We consider below the circumstances in which a person may hold an "unpaid vendor lien", the effect of such a lien following the Supreme Court case of Menelaou v Bank of Cyprus UK Ltd [2016] EWHC 2656, and what best practice should be going forward on transactions where such a lien may arise.

What are they and how are they relevant in a finance transaction?

Financing transactions frequently involve providing finance, directly or indirectly, for the acquisition of an asset, for example a property or shares in a company.  The vendor has a lien on the property or shares until the purchase money has been paid.

This can arise, for example, where all or part of the consideration is deferred or is left outstanding as a debt owed by the buyer to the vendor.  Where the lender has taken security over the property or shares, then the vendor is in effect a competing secured creditor.  In this scenario the lender will be concerned to ensure that the vendor either waives its lien or subordinates its lien to the interests of the lender, to avoid any arguments from the vendor as to priority and to prevent difficulties for the lender in enforcing its security.

An unpaid vendor's lien may also be helpful to a lender in circumstances where it has not obtained the security over the property it expected to receive.  If the lender can show that its money was used to purchase the property, in whole or in part, then the lender may be subrogated to the unpaid vendor's lien; i.e. it can stand in the shoes of the vendor and have the benefit of the lien.  This scenario was highlighted in a recent case which was taken all the way to the Supreme Court. 

In that case, Menelaou v Bank of Cyprus, a bank had agreed to release its security over a property that was being sold on the basis that it was to be provided with security over another property that was being purchased using some of the proceeds of sale. The security over the second property was void as it involved fraud. Although the vendor from whom the second property was purchased had been paid in full, the bank was subrogated to the vendor's lien as it had enabled the moneys used to discharge the debt to the vendor to be released.

What does it apply to

  1. An unpaid vendor's lien applies to land.  It also applies to certain other items of personal property and "choses in action" such as shares.  However the generally accepted view is that the concept does not apply to sales of goods as the Sales of Goods Act 1979 provides the appropriate rules for these transactions.

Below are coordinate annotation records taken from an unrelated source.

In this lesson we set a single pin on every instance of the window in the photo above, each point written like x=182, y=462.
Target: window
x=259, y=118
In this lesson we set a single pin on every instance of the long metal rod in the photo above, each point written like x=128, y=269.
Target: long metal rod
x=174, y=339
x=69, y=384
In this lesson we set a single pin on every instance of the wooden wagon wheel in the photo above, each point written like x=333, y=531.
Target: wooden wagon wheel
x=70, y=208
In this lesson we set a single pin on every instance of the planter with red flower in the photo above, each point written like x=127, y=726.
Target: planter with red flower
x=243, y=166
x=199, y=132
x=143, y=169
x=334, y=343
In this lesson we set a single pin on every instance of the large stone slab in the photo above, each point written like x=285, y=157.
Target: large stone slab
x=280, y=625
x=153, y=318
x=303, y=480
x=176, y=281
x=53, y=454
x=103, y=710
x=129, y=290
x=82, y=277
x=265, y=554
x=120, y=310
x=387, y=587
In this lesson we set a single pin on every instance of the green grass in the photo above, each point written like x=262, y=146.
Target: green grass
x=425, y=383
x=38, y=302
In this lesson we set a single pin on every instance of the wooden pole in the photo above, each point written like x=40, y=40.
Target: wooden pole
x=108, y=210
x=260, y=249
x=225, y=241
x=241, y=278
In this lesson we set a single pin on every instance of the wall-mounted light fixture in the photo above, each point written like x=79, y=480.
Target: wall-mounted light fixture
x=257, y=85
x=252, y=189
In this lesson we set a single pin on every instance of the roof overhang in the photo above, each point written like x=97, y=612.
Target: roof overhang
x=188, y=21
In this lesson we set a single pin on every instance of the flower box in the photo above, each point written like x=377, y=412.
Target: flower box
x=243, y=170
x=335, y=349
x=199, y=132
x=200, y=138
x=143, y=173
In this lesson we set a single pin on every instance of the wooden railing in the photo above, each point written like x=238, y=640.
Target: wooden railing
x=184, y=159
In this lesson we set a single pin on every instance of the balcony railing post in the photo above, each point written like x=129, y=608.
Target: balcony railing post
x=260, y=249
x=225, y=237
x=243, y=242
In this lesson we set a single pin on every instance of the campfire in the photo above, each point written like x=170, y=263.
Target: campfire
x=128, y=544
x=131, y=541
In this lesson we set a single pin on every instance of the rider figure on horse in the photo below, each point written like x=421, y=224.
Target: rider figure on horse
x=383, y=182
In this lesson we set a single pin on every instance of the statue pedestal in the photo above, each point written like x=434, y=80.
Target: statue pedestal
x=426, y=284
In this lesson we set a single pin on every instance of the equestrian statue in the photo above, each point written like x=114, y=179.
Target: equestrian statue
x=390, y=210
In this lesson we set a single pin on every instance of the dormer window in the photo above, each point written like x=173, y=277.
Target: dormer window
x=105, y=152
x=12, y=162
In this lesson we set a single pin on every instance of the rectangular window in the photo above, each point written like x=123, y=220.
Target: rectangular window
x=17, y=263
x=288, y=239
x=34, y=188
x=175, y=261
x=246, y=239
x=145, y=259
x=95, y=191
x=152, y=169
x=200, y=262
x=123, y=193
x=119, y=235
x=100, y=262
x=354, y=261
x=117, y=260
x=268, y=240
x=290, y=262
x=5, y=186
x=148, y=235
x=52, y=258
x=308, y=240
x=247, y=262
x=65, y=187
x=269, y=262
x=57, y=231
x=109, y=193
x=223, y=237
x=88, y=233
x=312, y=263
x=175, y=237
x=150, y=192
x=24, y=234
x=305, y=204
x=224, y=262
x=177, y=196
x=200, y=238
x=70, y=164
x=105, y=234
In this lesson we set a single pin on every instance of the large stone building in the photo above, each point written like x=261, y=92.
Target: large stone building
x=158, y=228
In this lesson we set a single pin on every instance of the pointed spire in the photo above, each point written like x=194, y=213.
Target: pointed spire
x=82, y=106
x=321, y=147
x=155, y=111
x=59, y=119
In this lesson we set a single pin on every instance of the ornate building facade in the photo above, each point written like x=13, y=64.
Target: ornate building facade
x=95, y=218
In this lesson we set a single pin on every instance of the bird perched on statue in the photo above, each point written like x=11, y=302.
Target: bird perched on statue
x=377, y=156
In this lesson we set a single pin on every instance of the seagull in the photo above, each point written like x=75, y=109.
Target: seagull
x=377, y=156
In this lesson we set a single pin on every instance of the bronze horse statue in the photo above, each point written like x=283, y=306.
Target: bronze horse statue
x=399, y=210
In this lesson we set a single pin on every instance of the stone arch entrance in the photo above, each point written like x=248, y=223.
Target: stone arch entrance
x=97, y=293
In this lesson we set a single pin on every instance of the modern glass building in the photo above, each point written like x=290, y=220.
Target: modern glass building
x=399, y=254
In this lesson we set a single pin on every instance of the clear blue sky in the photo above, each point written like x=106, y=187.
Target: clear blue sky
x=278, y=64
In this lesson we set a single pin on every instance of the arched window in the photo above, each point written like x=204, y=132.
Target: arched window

What is the effect of a lien

An unpaid vendor's lien arises both at law and in equity as soon as a contract for sale of land is made.  It arises automatically by operation of law.  It does not depend upon the parties' subjective intentions.  It can however be waived or excluded by express agreement in the documents.

The equitable lien survives both completion and the vendor's giving up of possession to the extent that purchase money remains outstanding.

The equitable lien is in effect an equitable charge on the property.  However it does have an unusual feature in comparison to a charge or mortgage.  A charge or mortgage secures the liabilities of the debtor to the lender up to the amount of those liabilities, so if the property is sold for more than the amount of the liabilities, the lender would account for the surplus to the debtor.  If an unpaid vendor sells the property, a second time, for more than on the first sale, he has no obligation to account to the defaulting first purchaser for the excess.  In the Menelaou v Bank of Cyprus case mentioned above, the High Court determined that as the bank was not actually the unpaid vendor, but subrogated to the rights of the vendor who sold the property, it was subrogated only to the extent of the amount of funds released from the sale of the first property for the acquisition of the second property (plus interest).

The unpaid vendor's lien is a proprietary interest in the land and capable of binding successive owners of the land and persons with an interest in the land.  For example, it binds the purchaser and third party volunteers.  It would also bind subsequent purchasers unless that person is a third party purchaser for value without actual or constructive notice of the lien. 

The remedies available include the ability for the unpaid vendor to enforce its equitable charge by an application for the sale of the property.  The unpaid vendor must apply to court for the sale and it will be at the court's discretion in the circumstances of the particular facts whether to make an order for sale.  The importance of the Menelaou v Bank of Cyprus case is its identification of the approach and relevant factors and legislative regime that the court should consider before deciding whether and when a sale should be allowed.

Takeaways

Lenders should consider the unpaid vendor's lien whenever a transaction involves funding the acquisition of an asset – in particular property or shares – and all or part of the consideration is not fully settled on closing.

In a transaction where an unpaid vendor's lien may arise, typically the best course is to ensure that the vendor expressly either waives the lien or enters into a subordination arrangement with the lender.

The content of this article is intended to provide a general guide to the subject matter. Specialist advice should be sought about your specific circumstances.